Hmm, that's interesting about the consistency check. I may have accidentally broken something.
Do you think it would be okay for you to send me a few addresses that are representative of the consistency problem? I.e. have the same value for raw and formatted, or are almost the same. It would be very helpful in diagnosing what's going wrong.
Cheers, Luke
On Wed, 13 Jan 2016 12:38 am John Lehmann notifications@github.com wrote:
- Make migrations is now fixed. Yes using Python 2.7.
- Form is now fixed -- yae! This was my blocker.
- Although on the form when I enter an address without autocompleting it (like "usa"), it still adds duplicate rows in the address table. This is not a blocker.
- I cannot tell that consistency has gotten any better, maybe even worse. Of about 30 addresses only 1 of them is marked consistent, and some are even verbatim the same text in the two columns in admin. And I did run the command.

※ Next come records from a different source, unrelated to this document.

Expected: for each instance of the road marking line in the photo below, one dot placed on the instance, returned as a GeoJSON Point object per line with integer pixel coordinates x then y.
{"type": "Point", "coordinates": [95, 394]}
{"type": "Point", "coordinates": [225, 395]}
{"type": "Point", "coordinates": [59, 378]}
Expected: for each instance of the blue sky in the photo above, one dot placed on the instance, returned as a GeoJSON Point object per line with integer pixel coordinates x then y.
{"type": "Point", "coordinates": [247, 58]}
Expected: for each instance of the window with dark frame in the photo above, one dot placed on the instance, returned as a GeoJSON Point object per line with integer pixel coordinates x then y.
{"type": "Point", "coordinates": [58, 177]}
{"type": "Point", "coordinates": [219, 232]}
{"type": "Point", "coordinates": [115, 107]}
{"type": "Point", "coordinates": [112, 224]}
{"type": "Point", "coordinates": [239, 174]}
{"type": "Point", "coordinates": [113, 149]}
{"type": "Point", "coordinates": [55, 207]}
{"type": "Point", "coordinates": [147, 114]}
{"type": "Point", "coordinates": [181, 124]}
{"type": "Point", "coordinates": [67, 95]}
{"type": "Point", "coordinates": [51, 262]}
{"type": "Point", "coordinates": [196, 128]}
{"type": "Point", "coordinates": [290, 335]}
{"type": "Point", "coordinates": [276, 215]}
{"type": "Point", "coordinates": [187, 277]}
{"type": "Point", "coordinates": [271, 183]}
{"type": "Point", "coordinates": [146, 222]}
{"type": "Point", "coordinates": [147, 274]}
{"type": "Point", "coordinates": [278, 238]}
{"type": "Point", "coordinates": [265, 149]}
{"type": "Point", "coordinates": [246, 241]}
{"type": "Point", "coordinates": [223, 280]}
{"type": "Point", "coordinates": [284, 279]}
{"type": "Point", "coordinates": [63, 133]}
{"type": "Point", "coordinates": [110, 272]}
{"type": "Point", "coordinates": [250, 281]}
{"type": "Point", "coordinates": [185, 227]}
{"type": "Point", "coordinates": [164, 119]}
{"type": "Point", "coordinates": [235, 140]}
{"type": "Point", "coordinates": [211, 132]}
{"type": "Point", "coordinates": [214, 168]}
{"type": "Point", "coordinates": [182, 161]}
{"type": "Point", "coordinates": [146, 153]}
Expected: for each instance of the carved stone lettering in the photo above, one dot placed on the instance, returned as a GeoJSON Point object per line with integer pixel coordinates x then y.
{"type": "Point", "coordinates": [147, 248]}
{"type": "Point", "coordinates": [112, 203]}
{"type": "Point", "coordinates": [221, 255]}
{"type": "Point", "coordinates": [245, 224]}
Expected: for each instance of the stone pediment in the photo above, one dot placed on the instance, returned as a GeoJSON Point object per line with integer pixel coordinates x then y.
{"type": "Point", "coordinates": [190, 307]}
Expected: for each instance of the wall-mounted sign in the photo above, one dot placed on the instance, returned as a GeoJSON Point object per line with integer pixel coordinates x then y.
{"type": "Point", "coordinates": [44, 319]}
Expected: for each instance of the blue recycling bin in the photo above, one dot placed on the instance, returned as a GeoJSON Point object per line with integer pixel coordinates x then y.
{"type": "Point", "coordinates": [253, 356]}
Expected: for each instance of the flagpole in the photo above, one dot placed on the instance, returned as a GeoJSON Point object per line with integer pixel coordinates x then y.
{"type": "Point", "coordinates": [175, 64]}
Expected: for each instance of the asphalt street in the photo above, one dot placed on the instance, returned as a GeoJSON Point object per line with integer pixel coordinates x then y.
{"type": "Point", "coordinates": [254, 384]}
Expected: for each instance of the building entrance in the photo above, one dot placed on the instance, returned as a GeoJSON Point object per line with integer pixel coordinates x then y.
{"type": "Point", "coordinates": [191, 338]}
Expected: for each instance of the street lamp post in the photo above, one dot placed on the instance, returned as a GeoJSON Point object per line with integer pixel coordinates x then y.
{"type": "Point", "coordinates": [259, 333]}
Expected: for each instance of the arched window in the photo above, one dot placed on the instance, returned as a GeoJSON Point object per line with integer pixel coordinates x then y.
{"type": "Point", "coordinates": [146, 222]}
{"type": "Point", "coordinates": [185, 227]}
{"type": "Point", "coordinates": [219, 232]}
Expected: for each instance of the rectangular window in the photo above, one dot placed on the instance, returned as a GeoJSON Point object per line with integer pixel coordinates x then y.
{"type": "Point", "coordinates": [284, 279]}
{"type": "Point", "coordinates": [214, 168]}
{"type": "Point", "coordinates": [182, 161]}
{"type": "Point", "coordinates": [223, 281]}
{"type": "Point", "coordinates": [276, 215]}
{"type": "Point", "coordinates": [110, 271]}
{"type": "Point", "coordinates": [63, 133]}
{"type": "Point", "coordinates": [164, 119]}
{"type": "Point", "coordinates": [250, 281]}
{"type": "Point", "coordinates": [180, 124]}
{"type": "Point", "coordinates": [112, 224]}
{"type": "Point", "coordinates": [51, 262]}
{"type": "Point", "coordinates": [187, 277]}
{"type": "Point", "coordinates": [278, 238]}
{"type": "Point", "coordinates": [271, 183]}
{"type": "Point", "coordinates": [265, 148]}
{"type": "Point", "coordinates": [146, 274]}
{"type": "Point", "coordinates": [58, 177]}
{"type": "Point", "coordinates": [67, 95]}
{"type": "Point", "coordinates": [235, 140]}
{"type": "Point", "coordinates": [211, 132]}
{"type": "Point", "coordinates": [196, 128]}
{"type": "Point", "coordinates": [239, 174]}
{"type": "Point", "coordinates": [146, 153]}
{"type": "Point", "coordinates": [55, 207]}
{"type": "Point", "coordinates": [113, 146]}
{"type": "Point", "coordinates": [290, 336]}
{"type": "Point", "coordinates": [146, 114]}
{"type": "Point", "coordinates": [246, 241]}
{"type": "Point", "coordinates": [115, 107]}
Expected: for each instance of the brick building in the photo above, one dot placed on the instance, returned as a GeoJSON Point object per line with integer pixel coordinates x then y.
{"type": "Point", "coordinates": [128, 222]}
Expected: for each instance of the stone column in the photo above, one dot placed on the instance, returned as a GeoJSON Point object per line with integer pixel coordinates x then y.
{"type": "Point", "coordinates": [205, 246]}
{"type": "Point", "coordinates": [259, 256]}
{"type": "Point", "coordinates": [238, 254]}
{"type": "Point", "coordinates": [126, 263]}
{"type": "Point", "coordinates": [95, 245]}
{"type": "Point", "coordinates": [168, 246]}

— Reply to this email directly or view it on GitHub https://github.com/furious-luke/django-address/issues/34#issuecomment-170913830 .
So I found a pretty big problem with the consistency calculation and have since fixed it and pushed the changes. If you get an opportunity to test the consistency stuff again then please let me know how it goes.
I'm closing this issue as the main concerns originally raised seem to have been addressed .
When I have users enter an address, I'm asking for city/state/zip/country. Currently I receive these in separate fields but my plan was to only have 1 field moving forward for the
address
. But sometimes, the lookup appears to discard the zipcode:This works:
But this doesn't:
I've tried to speculate on why this could be, such as maybe this zipcode is not actually in Wausau (but it appears to be). However in any case, my concern is that I'd be throwing away data to only use the
address
field it appears. How do you recommend this be handled?It appears that this is only a problem if the user doesn't enter a street address. I am thinking I may tell users that if the zipcode doesn't "stick" they need to provide a street address in their zipcode, and I will just not display the street part.